Page MenuHomePhabricator

WD JSON dump processing w. WDTK for the WMDE Analytical Systems
Closed, ResolvedPublic

Description

Produce a weekly updated set of .tsv files from the Wikidata JSON dumps to support the WMDE maintained Wikidata analytical systems (WDCM, External Identifiers, Languages Landscape, etc) w. WDTK.

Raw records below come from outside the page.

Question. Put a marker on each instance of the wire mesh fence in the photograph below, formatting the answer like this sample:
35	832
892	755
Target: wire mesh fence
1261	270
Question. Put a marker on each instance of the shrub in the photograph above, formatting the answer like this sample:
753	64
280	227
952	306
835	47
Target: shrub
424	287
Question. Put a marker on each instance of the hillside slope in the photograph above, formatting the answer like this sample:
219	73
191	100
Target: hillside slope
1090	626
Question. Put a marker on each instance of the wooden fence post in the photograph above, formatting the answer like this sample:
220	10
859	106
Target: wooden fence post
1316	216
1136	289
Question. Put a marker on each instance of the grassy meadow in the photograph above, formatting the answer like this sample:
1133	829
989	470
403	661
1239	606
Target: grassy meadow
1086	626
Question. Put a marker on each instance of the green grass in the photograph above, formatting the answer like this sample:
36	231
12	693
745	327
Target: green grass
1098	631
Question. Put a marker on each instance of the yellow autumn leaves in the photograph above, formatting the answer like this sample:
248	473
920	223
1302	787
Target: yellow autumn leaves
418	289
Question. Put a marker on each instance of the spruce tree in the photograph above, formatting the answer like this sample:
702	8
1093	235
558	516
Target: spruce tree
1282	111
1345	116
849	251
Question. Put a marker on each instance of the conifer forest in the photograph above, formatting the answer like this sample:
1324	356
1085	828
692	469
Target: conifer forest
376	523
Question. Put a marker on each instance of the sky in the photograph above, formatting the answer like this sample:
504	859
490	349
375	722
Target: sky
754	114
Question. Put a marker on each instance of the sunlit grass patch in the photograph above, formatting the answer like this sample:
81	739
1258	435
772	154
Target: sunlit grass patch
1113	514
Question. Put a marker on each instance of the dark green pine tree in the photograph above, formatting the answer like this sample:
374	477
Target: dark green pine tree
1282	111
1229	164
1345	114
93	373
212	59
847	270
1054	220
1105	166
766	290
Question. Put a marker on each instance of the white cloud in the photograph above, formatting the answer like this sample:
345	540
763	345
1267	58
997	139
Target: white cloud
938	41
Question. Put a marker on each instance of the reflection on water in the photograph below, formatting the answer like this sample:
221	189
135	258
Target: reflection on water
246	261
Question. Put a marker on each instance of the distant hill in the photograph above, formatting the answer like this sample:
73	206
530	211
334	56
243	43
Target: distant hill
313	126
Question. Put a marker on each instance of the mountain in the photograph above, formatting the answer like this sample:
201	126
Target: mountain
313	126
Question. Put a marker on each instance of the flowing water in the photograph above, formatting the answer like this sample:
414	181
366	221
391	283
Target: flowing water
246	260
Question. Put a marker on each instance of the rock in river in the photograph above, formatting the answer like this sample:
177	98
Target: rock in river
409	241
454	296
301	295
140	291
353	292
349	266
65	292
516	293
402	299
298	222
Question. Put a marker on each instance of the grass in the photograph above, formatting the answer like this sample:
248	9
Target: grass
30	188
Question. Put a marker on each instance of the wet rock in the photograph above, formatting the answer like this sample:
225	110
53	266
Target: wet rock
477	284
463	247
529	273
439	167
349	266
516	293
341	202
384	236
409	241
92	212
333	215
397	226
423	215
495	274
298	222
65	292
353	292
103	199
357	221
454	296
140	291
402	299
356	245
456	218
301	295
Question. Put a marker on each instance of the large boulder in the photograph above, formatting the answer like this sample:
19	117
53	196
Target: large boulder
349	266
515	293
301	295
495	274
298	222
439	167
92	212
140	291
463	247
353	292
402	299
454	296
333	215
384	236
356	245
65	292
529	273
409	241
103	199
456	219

The description of the tables and fields follows:

Table 1. wd_json_dump_gender.tsv
Fields:

  • Item ID: we are interested only in items with P21;
  • P21
  • P19
  • P106

Table 2. wd_json_dump_geo.tsv
Fields:

  • Item ID: we are interested only in items with P625;
  • lat
  • lon

Table 3. wd_json_dump_externalIdentifiers.tsv
Fields:

  • Item ID: we are interested only in items with properties that are of a datatype: external-id
  • External_Identifier_Property - we are not interested in the values, just what item uses what external identifiers;
  • we need these collected from claims, qualifiers, and references.

Table 4. wd_json_dump_languages.tsv
Fields:

  • Item ID
  • Language - the Wikimedia language code for the language in which the item has a label;
  • i.e. for all items, all languages that have a label for them.

It would be the best to have these tables stored somewhere on the stat1007 machine so that we can easily feed them to hdfs/Spark from there.